4 - Pria Jangkung

15 4 0
                                    

***

Kaki ini masih membeku, entah sudah berapa lama aku meringkuk di sini, aku belum makan. Aku hanya minum dari tetesan air hujan yang turun. Ibu belum mengunjungiku lagi sejak hari itu. Hujan, panas, dingin, terik, aku masih belum beranjak, masih tetap di sini, di samping kuburan adikku. Kau bisa bayangkan betapa suramnya hari-hariku.


Sore ini cukup teduh, aku pun masih berusaha untuk menggerakan kakiku, lalu tiba-tiba aku mendengar suara. Aku sangat mengenali suara itu, aku mencari sumber suara dengan tergesa-gesa, sialan. Kalau saja kakiku tidak patah, aku sudah pasti menemukan suara itu!


"Hoy, Oly... Kenapa kau terlihat begitu murung?"


Hah... Suara itu, dari mana asalnya?


"Ini aku bro, kau tidak mengingat adikmu sendiri, huh?"
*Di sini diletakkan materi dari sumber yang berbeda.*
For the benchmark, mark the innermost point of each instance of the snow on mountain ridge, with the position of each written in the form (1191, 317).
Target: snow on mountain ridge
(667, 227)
Aku terkejut bukan main, tapi di sisi lain aku senang juga. Danny, ia ada, ia menampakan dirinya di hadapanku. Dia nyata, aku bisa melihatnya, ini bukan ilusiku! Setidaknya aku berpikir begitu.


"Dari mana saja kau? Aku sangat mengkhawatirkanmu!"

"Hahaha... Kau ini, aku kan selalu ada di sini, bersamamu, hanya saja kau tidak pernah mendengarku."

"Hah? Yang benar saja... Apa kau baik-baik saja?"

"Yap, tentu. Aku baik saja kok, kenapa dengan kakimu?"

"Kakiku mengalami patah tulang dan belum bisa kugunakan untuk berjalan, bergerak saja sangat sulit rasanya."


Cukup lama ia menatap tajam ke arah kakiku yang masih terbalut kain perban.


"Ini pasti karena mobil oleng itu, aku tak menyangka akan sampai begini jadinya."

"Eh tapi... kamu kan..."


Belum sempat aku melanjutkan kalimatku, Danny seakan membaca pikiranku dan langsung menjawab.


"Sudah mati? Ya, aku memang sudah mati, yang kau lihat ini rohku, hanya beberapa orang yang bisa melihatku."

"Oh ya... Ayah saat ini sangat marah padaku dan berkata bahwa akulah penyebab kematianmu. Mereka meninggalkanku di sini."

"Kenapa mereka begitu tega? Ini semua bukan karena kau, Oly, memang sudah saatnya."


Aku tak tahu lagi harus bagaimana. Aku payah, Danny ada di sini, tapi aku tidak bisa apa-apa.


"Hey, main kejar-kejaran yuk!"

"Danny... Kakiku."

"Oh iya, maaf Oly, aku lupa, jangan cemberut begitu dong, hahahaha."


Ia terlihat riang, masih bisa tertawa walau sudah mengalami hal menyakitkan seperti ini.


"Ayolah, kenapa melamun begitu, aku akan membantumu agar kau bisa berjalan lagi, oke?"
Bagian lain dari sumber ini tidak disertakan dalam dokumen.